Numeri che danno la misura di quanto investire in economia circolare significhi oggi non solo contribuire alla decarbonizzazione del sistema produttivo ma soprattutto investire nella resilienza delle nostre catene del valore. Quelle che dipendono dall’importazione di materie prime dall’estero e che oggi sono minacciate dai colpi della crisi globale degli approvvigionamenti, resi ancor più violenti dal deflagrare del conflitto in Ucraina. “Anche nella pandemia disporre di un patrimonio di conoscenze e competenze nell’economia circolare ha consentito a questo Paese di avere un livello di resilienza superiore agli altri” ha osservato il ministro del Lavoro Andrea Orlando, secondo cui “la realizzazione degli obiettivi di economia circolare è tutt’uno con la transizione energetica. Il problema non è solo quello di cambiare il mix energetico, ma di produrre diversamente e di produrre meno, grazie al riutilizzo di materia.
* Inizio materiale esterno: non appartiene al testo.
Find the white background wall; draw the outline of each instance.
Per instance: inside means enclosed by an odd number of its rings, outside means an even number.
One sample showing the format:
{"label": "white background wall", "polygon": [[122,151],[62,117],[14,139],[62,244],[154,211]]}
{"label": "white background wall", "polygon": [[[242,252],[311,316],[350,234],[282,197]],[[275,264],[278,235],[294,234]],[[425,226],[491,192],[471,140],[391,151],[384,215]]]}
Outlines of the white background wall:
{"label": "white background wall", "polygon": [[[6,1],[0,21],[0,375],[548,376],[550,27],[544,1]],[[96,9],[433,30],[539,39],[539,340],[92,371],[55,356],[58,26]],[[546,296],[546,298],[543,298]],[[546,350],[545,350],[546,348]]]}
La transizione energetica non si realizza solo attraverso più impianti di rinnovabili, ma anche attraverso più impianti di compostaggio“.
A proposito di impianti, sul piatto nel frattempo ci sono già i fondi del Piano Nazionale di Ripresa e Resilienza, 2,1 miliardi di euro, di cui 600 milioni dedicati proprio a progetti innovativi di economia circolare. A breve partirà la selezione delle proposte fatte pervenire da imprese ed enti locali. “Abbiamo ricevuto proposte per 5 volte il valore di ogni linea d’investimento – ha spiegato Laura D’Aprile, del Ministero della Transizione Ecologica – per un totale di 12 miliardi di euro“. Ma sul tavolo ci sono soprattutto i dossier delle due principali riforme di settore previste dal PNRR: la strategia nazionale sull’economia circolare e il programma nazionale di gestione dei rifiuti. “Sono il vero pilastro del PNRR, che porterà la visione strategica ben oltre il 2026, anno di messa a terra degli impianti” ha dichiarato D’Aprile.